Of course, it also helped that he had an NCAA-approved $2-million injury insurance policy. He had an education degree in the waiting. Best of all, he had his own timetable.
“It wasn’t so much weighing a gamble,” said Wheatley, who renewed the insurance policy for the 1994 season. “It was, ‘Which dream do I want?’ It wasn’t a wrong or right choice.”
Word of Wheatley’s final decision didn’t leak to Moeller until the day before a planned news conference. And even then, there were conflicting reports. At one point, Moeller, who was a semi-wreck by this time, heard Wheatley was leaving.
Wheatley finally stopped by Moeller’s office to deliver the news: He wasn’t going anywhere.
A relieved Moeller became a publicist.
“OK, you go home, go get cleaned up (Moeller is big on coats and ties for news conferences) and then you get back here. I’ll put together some notes and. . . . “
“Uh, Coach,” said Wheatley, “I’m better when I just talk about it.”
So he talked. And people everywhere listened and were amazed. Wheatley began receiving bags of mail from fans, alumni, parents, teachers and children, applauding him for his decision.
Wrote one mother: “No ‘Stay in School’ commercial could compete with what you’ve done.”
No word yet if any opposing Big Ten coaches dropped a note of thanks.
Wheatley was overwhelmed by the response. He said he felt proud of the choice and comfortable with the risks. But he also has a confession to make.

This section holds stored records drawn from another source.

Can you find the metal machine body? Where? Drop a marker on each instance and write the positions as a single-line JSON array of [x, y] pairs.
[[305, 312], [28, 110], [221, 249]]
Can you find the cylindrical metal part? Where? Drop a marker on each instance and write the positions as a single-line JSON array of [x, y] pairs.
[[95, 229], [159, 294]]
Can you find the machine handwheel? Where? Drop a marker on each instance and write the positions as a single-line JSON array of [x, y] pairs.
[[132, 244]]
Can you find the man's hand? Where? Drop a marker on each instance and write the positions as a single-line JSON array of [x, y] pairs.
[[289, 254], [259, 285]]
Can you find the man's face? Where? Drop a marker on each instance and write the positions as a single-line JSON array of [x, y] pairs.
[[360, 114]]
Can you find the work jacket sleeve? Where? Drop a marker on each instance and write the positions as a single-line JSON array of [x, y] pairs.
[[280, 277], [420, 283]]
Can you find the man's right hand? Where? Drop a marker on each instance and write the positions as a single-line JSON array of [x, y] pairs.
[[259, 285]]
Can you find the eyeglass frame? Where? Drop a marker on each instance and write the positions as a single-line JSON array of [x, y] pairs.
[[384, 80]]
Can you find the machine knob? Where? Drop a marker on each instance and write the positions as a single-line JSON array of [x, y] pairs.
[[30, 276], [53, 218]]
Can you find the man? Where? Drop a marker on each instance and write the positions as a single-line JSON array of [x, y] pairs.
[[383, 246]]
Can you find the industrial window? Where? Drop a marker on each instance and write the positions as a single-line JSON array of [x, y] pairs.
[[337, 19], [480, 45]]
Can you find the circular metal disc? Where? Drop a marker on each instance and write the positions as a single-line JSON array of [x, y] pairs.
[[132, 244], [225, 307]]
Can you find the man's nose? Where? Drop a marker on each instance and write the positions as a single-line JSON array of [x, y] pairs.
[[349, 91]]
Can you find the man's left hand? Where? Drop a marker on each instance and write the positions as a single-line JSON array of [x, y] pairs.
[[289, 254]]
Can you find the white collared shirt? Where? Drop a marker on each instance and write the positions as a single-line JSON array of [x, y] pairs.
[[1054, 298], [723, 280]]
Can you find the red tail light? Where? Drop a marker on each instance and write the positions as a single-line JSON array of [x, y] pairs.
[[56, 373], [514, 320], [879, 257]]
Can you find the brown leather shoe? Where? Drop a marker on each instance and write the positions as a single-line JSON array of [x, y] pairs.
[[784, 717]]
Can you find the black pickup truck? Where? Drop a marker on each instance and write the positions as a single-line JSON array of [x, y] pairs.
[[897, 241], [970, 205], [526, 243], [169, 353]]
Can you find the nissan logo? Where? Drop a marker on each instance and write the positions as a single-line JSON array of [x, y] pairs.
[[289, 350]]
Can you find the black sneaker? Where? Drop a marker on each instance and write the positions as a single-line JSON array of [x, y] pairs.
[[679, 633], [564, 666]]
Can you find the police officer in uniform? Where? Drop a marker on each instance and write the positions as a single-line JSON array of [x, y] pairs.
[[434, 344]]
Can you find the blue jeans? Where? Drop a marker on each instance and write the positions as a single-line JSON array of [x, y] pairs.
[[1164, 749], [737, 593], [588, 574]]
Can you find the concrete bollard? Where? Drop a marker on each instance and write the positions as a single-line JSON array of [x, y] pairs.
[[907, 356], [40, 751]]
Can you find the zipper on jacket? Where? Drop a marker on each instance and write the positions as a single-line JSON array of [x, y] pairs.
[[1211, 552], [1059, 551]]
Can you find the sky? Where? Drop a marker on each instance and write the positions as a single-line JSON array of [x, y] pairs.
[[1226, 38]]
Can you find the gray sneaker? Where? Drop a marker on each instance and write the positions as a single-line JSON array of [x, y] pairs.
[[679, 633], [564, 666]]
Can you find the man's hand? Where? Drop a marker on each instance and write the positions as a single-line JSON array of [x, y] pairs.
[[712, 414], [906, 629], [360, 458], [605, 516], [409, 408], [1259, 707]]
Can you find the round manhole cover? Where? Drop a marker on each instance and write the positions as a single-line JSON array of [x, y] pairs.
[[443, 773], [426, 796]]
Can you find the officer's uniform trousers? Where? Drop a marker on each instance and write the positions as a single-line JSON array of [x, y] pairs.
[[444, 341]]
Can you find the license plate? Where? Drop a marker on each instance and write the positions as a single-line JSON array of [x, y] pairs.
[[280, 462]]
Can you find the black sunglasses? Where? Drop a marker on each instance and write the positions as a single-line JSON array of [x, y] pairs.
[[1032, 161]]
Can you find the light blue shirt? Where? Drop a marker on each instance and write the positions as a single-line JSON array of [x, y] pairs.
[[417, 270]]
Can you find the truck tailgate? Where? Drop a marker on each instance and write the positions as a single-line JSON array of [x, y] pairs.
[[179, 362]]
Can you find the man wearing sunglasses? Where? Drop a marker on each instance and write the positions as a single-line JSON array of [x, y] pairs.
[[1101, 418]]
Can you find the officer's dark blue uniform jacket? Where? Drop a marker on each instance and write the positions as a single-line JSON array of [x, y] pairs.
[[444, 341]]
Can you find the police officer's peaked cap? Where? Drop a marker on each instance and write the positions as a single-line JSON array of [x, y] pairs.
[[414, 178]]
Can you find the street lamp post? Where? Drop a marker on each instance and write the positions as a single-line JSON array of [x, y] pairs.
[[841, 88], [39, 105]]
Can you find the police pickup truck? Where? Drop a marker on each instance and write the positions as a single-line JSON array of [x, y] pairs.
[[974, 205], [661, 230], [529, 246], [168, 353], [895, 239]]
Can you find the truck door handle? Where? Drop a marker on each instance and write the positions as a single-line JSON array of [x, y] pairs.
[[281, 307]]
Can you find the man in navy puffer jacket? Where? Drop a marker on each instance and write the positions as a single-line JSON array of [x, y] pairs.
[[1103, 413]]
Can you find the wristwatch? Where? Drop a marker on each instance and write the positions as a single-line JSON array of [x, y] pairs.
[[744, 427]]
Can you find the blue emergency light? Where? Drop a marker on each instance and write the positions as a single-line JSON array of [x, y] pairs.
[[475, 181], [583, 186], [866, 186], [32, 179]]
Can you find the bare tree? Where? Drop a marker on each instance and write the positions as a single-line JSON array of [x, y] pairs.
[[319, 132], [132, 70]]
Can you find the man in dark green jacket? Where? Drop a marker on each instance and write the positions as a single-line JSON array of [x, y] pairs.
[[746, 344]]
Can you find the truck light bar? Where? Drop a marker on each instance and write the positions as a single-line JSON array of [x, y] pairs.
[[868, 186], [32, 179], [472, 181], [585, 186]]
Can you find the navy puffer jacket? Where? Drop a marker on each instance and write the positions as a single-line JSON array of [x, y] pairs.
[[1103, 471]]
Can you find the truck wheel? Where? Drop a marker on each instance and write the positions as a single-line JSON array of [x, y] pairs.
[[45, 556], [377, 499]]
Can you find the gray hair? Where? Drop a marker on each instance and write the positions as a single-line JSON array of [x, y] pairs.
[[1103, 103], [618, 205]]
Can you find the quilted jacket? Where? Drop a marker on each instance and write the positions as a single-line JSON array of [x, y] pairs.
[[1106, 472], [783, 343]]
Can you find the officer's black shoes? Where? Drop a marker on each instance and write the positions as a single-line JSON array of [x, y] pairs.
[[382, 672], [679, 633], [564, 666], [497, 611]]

“If I would have gone (No.) 1, it probably would have affected (the decision),” he said. “Fifth through eighth is pretty large. But if you’re guaranteed first, no way in the world you can pass that up.”
There are no guarantees Wheatley will do better than a top-five pick in next year’s draft. The shoulder injury could linger . . . he could have a couple of so-so games . . . his offensive line could struggle--any one of them could affect his chances to earn, as he puts it, “the whole pot of gold.”
Moeller will do his part. The Wolverine offense is built around the rushing attack. Which means that Wheatley, if he misses no more than a few games, should carry 200 times. Word is that Wheatley also will be used more often as a receiving threat. He caught 14 passes last year, a figure that could double.
Equally important is his competition. At the moment, there is no quarterback or running back who can match Wheatley’s resume. That may change, depending on the progress of quarterbacks Rob Johnson of USC and Steve Stenstrom of Stanford, or, say, Rutgers sophomore halfback Terrell Willis.
Even so, the Rams’ Becker predicts that Wheatley will be the first running back taken next spring--that is, if the shoulder is OK. And the No. 1 overall pick isn’t out of the question, either, he said.
Gil Brandt, the former Dallas Cowboy director of player personnel who now serves as an independent consultant, is even less hesitant to predict draft day success for the Michigan star.
“To me, if you’re going to pick today, I’d take Wheatley,” Brandt said. “And if I were picking and I was (expansion franchise) Jacksonville or Charlotte, I wouldn’t be afraid to step up to the podium and make him my No. 1 guy.”
Wheatley could live with that. Mostly, though, he can live with himself and his decision to look long term rather than short. So what else is new?
He does it with the Flamingos. He does it with football.